- The Canadian company Diamond Fields International Ltd has announced the finding of two significant sized diamonds in Madagascar and positive recent exploration activities on the Indian Ocean island. The Malagasy government meanwhile is struggling to regulate its booming gem industry.
Diamond Fields today announced it had found two extraordinary big diamonds in Madagascar, of 23.82 and 8.39 carat respectively. Both stones were found to be of high quality and purity. The larger stone was frosted on the exterior while the smaller one was a clear octahedral crystal.
The two gems represent a significant discovery on the island, where prospects for the sector are believed to be high. Madagascar remains a largely unexplored territory for the gem industry, but is known to have reserves of diamonds, sapphires, rubies, aquamarine, emeralds and alexandrite.
Diamond Fields - which mainly operates in Namibia - is only one of several international exploration companies to take interest in the under-explored island. Madagascar's extraordinary geology also hides other mineral resources, including titanium, copper and nickel, which now are about to be commercially exploited.
According to Diamond Fields, the company recently had acquired land concessions in Madagascar. The Canadians had focused their fieldwork "on defining the potential of two extensive concession areas to host diamondiferous kimberlite," following the discovery of the two large diamonds by alluvial sapphire miners in areas near the company's concessions.
Land staked consists of diamond concessions located on the south eastern shore of the country (Midonge) and the central highlands (Horombe), Diamond Fields reports. The concessions were acquired together with International Gemstones Company Ltd (IG). IG has more recently been awarded concession areas in the north and central southern parts of Madagascar to cover reported occurrences of magmatic and lateritic-hosted nickel deposits, respectively.
- The government of Madagascar is working hard to develop its mining industry, noted Diamond Fields director Earl Young, who is also President of the US-Madagascar Business Council. "The World Bank has recently granted significant funding to help Madagascar manage its mineral resources more effectively", added Mr Young, after meeting with the Malagasy President, Marc Ravalomanana and the Minister of Mining, Jacquis Rabarison.

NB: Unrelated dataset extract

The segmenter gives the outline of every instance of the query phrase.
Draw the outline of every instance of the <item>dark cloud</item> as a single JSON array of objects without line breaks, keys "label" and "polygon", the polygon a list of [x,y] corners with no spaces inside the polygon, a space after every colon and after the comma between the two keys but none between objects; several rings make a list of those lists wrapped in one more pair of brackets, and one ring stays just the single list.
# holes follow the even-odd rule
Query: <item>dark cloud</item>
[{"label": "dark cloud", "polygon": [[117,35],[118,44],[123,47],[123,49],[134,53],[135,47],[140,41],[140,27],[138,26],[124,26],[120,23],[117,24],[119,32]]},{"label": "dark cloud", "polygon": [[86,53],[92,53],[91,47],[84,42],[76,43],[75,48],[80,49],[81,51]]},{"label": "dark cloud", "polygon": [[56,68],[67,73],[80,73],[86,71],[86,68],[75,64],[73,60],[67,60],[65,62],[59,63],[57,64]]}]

The Malagasy government and the World Bank are aware of the critical situation that is about to develop as Madagascar's gem riches become known. A poorly managed minerals sector attracts smugglers and other dubious elements in large numbers. According to the World Bank, most of Madagascar's gem production is already smuggled out of the country, leaving the island with few resources.

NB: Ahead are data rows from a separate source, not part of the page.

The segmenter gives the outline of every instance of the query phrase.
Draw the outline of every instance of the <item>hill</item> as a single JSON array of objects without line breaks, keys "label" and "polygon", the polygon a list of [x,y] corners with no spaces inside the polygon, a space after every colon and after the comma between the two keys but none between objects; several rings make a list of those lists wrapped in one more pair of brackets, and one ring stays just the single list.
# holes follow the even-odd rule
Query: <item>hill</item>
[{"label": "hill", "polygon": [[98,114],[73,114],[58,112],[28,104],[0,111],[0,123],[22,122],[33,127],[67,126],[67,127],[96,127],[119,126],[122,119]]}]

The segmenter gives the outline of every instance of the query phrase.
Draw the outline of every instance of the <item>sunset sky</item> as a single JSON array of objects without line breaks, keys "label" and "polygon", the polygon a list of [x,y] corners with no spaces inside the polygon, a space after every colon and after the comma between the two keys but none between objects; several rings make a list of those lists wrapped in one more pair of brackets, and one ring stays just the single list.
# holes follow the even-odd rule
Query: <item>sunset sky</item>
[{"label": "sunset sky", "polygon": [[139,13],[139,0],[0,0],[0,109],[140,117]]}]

Another pressing problem is the environmental aspect of existing and potential mining in Madagascar. As environmentalists note, the most popular spots for illegal prospectors are the ecologically unique island's few protected areas. Madagascar's park rangers are outnumbered by the growing army of fortune hunters.
The World Bank therefore recently agreed on a US$ 40 million project aiming at regulating Madagascar's minerals sector. "Madagascar is the talk of town among mineral companies at the moment, and everybody is coming here with their geologists to see what the potential is and what the legal and regulatory framework is," Paulo de Sa of the World Bank was quoted today by Reuters.
President Ravalomanana is cooperating with the private sector and international finance institutions to quickly impose a regulatory regime on the mining sector before illegal structures strike root. The World Bank, after all, expects the Malagasy minerals sector to produce some US$ 400 million a year within short time.